I have seen Sachin to be very possessive about landmarks, so much so that he can bat ten times longer for one run when he is close to one than when away from it. I have seen him comment unfavorably about one captain's decision to declare the innings when he was on the verge of another landmark. This time I have seen him protecting his wicket at the expense of the team's prestige and morale. The fact wouldn't have deserved any mention had it not been so visibly invidious and selfish. Even Graeme Smith, the opposing captain was surprised by Sachin's deliberate attempts to get away from the strike when the team needed him to be at the crease as much as possible so as to avoid at least an innings defeat, if not delay proceedings as much as possible until weather intervened. The way in which he stole singles and allowed the number eleven batsman to face the major part of every over bowled by the South African pacers reeked of suspicious intent, to say the least, to save his wicket and, in the process, sacrifice the interests of the team and the country at the altar of his ambitions.

What pains most is the fact that Sachin has had the chance to be the perfect role model for the generations to come. He has the perfect balance of skill and temperament to ensure a place in the sun without resorting to any tactics that may mar his image irreparably. Yet, his actions on the field are transparent enough to belie any of his statements of modesty off the field, and has lowered his stature in the eyes of many more fans like me.

Role models are expected to be perfect, and perfection is but a non-existent attribute in today's world. And, now we know, though many would be loth to admit, that Sachin Tendulkar cannot expected to be an exception to the fact.

Friday, December 17, 2010

Akshaya Patra - A Noble Initiative

It is an undeniable fact that Nobility is an exalted attribute, and that everybody would like to be classified amongst the noble. Yet, the chasm that separates the practitioners and preachers of this enviable virtue is a wide one, and very few can lay claim to have crossed it.

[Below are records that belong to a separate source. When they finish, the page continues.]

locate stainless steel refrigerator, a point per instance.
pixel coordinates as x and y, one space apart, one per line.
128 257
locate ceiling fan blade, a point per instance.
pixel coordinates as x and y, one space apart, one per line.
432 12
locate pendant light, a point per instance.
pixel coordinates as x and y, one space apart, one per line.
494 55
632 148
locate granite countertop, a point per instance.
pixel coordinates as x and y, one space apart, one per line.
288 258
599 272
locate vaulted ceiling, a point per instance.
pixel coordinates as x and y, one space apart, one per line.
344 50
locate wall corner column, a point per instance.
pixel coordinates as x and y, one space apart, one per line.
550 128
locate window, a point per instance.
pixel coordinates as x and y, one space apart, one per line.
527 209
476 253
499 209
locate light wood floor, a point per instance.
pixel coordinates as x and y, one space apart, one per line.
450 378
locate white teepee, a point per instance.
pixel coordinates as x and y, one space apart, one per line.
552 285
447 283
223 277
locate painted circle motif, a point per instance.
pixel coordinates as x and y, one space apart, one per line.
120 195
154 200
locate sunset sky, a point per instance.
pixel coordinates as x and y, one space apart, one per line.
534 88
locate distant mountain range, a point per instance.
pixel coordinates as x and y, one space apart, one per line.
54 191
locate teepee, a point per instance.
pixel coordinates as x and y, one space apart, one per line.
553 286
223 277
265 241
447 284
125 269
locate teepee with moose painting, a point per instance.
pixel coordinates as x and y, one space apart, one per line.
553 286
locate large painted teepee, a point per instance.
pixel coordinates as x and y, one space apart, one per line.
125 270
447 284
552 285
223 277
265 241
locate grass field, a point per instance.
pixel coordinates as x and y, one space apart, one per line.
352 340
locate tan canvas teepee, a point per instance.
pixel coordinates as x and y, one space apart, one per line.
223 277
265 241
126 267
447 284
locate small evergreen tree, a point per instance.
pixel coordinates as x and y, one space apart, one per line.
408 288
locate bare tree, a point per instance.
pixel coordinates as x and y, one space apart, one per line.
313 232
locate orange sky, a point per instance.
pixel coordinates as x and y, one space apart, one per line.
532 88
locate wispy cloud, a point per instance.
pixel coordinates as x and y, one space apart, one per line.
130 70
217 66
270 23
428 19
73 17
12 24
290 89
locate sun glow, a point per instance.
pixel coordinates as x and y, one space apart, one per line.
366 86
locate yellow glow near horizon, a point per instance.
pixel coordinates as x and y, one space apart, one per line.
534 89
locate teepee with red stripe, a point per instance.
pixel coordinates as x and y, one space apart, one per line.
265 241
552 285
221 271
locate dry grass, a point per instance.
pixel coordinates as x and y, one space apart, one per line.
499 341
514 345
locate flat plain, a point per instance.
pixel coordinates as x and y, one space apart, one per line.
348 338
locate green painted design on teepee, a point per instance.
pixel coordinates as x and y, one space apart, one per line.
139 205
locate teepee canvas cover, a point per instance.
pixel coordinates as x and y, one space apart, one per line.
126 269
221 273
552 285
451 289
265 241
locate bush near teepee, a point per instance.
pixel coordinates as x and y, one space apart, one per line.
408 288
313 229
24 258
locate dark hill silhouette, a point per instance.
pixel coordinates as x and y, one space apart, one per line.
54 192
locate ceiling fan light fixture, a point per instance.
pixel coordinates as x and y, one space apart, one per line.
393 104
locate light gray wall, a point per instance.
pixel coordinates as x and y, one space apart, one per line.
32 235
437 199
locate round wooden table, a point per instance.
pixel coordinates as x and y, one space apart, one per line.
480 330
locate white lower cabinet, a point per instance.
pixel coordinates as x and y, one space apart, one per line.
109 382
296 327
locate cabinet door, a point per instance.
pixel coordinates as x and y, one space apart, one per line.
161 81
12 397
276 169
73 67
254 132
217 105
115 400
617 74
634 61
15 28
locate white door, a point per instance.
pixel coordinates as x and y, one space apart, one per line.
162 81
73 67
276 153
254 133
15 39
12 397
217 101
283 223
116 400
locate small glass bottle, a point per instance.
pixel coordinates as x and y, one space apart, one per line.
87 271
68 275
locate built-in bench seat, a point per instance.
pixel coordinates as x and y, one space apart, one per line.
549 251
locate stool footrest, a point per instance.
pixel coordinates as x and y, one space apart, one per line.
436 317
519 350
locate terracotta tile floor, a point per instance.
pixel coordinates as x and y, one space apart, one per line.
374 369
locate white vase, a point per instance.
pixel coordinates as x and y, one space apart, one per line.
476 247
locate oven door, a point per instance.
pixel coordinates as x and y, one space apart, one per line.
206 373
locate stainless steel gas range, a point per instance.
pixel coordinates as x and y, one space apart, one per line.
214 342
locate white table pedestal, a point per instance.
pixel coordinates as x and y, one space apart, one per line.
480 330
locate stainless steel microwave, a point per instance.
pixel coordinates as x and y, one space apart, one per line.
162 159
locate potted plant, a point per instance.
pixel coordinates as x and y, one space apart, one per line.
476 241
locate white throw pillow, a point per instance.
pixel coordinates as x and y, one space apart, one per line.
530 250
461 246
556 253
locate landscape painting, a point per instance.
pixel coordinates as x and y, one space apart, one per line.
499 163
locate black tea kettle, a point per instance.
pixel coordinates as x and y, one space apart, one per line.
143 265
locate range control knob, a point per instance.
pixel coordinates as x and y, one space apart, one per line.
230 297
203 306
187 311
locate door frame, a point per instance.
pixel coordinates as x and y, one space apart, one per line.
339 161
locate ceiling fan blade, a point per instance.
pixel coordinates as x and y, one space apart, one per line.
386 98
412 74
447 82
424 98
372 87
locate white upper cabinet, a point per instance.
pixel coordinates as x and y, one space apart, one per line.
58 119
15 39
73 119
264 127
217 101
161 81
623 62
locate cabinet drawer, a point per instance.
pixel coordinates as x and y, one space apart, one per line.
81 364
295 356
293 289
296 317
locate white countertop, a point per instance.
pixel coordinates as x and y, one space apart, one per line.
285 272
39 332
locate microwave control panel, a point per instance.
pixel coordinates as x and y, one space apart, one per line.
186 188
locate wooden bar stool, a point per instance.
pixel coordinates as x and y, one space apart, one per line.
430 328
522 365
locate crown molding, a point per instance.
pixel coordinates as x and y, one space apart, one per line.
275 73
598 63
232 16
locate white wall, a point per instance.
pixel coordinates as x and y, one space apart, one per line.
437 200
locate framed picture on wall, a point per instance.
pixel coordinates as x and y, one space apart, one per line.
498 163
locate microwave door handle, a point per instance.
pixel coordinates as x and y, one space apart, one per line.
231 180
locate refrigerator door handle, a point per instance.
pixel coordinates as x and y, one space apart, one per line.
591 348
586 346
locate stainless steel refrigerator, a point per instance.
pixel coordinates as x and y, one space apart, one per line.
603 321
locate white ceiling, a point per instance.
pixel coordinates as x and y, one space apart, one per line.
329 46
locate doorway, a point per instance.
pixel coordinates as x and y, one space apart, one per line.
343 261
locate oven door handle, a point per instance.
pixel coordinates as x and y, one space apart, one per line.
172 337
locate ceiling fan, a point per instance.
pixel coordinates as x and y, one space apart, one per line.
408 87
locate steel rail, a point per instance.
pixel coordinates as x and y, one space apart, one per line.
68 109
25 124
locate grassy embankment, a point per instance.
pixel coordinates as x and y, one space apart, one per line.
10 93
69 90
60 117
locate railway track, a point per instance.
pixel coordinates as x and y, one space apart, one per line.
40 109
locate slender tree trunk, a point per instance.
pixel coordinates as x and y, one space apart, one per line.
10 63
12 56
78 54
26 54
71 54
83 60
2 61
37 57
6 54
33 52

Notwithstanding the abundance of apathy that abounds everywhere, there are still a select few that have put service above self and are rendering a Godly service to humanity. Akshaya Patra, an organization for the care of poor and underprivileged children, is indeed an instance of human selflessness and nobility. I have often felt pangs of empathy at the plight of children in dire need of nutrition, education and love, and have often had to turn my eyes, my ears and my mind away from these issues in my helplessness to fight them. So, when I see how organizations such as Akshaya Patra have volunteered to give themselves up for a cause that would help uplift the lives of thousands of impoverished and underprivileged children, I am overwhelmed with a poignant sense of admiration and pleasure.

Organizations such as Akshaya Patra should be helped to proliferate and grow, because they are the few centers of goodness, empathy, care and love that still survive in spite of all the coldness around. They help nurture and educate the future of the world, and help spread the message of kindness and unselfishness. Any praise for such an endeavor can never be overstated.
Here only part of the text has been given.